The panel also described a case involving a patient with a pouch. Throughout her pregnancy, doctors treated her with antibiotics and steroids, and it was finally time to deliver the baby.
Kane said a few more issues can arise during that part of the process, particularly among patients with a pouch. Having a high-risk obstetrician on hand is critical, and so is having contact with another important person.
“If you can, you want to talk to the original surgeon who built that pouch,” Kane said. “The original surgeon is going to understand the technical parts of that pouch being built and what are the risks of it either failing or something bad happening to it.”
Be ready to adapt
The final case involved a woman who received approval from her doctors to have a vaginal delivery. However, several complications during the birth resulted in tearing. Eventually, the patient had to undergo colectomy, Kane said.
“Just because they say you can have a vaginal delivery doesn’t mean there can’t be complications,” she said. “If there’s trouble you need to convert to a c-section to avoid tearing.”

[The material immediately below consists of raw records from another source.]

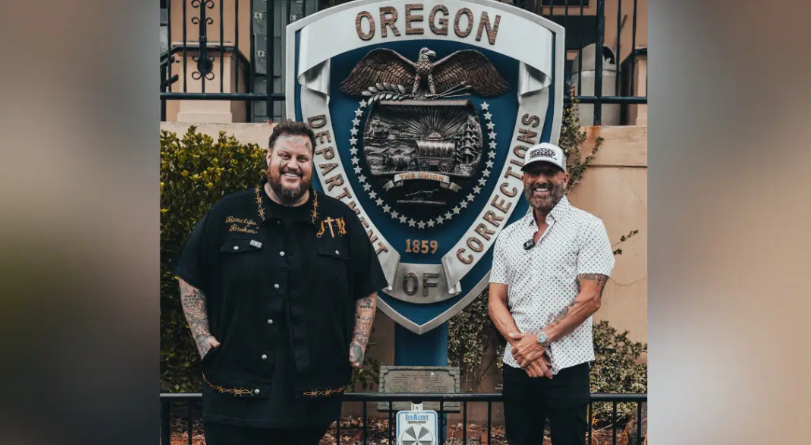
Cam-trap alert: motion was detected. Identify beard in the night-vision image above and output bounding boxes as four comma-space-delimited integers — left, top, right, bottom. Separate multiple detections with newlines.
524, 181, 566, 213
266, 168, 310, 206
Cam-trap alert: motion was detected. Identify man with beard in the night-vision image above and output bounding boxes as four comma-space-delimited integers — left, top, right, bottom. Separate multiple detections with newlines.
175, 121, 386, 445
489, 143, 614, 445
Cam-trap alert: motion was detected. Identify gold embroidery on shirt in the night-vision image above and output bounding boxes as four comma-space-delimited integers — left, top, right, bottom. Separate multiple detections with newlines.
203, 374, 252, 396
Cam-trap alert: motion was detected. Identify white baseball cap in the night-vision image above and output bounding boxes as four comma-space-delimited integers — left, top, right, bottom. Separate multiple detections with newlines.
521, 142, 566, 173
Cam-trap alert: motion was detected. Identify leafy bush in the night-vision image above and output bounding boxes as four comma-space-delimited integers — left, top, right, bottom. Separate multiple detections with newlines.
160, 127, 264, 392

If there is active rectal disease at the time of delivery, Kane said the patient can be more prone to non-healing tears. In cases like this where the mother has to move on to colectomy, Kane said there can be an extra step to give the mother more time to recover.
“It’s okay to do a diversion ileostomy until you figure everything out, until you get the patient’s head in the right place,” she said. – by Alex Young
Kane S, et al. Pregnancy in IBD. Presented at: Advances in Inflammatory Bowel Disease; Dec. 12-14, 2019; Orlando.
Disclosure: Kane reports no relevant financial disclosures.